第169話
カフェスペースには、小動物カフェには似つかわしくない、壁に掛けられた小型のテレビがついていて、なぜかまゆゆの好きな“RainLADY”のライブ映像が流れている。
その時のRainLADYの映像は、水絵さんの話を冷静に聞けるいい安心材料になっていた。
「ねえ見て、この腕時計。」
水絵さんが、その華奢な腕に着けられたカジュアルな金属ベルトの腕時計を見せてきた。
文字盤の背景が濃紺で、粉砕されたストーンが散りばめられている。
「まるで、星が散りばめられた夜空みたいな時計じゃない?」
言われずとも星空にしか見えない。私のパソコンのスクリーンセーバーで見慣れているものだ。
「これね、ちと君が私にってくれたの。」
ベッド事情を聞いた今さら、もう何を聞いてもショックはないと思っていたけれど。
…それって。六神がセフレに腕時計をあげるって。どうなの?
急に目の前がぐらつくように、三半規管が乱れだす。
水絵さんの向こうに見えるアイドル映像がかすんだ。彼女に悟られまいと下唇を口内で噛み、痛みでしのぐ。

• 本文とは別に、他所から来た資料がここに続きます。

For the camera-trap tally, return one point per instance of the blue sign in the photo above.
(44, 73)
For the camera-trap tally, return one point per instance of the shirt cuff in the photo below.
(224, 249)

水絵さんは見透かすように口角を上げて、「オモシロ」と呟いた。
「ちと君もはるかちゃんも、見てて飽きないわ!ふふふ」
「……貰ったものを大事につけて、朝もわざわざ六神を会社まで送ってきて、それでただのセフレって。おかしくないですか?」
「…朝?ああ、会社まで送ってったのは、はるかちゃんの存在を確かめるためだよ。」
「……え」
「会社まで送っていってあげようか?ってちと君に言うとね、いつも視線が少し泳ぐの。」
何を言っているのか分からず、アイスティーにも手がつけられないまま、溶けかけの氷が音を鳴らす。
水絵さんが自身のスマホを取り出すと、画面をタップし始めた。
「ああ、あった、これこれ!」
そう言って、ニヤけるような顔つきをした彼女が、机にスマホを置き私に画面を見せてきた。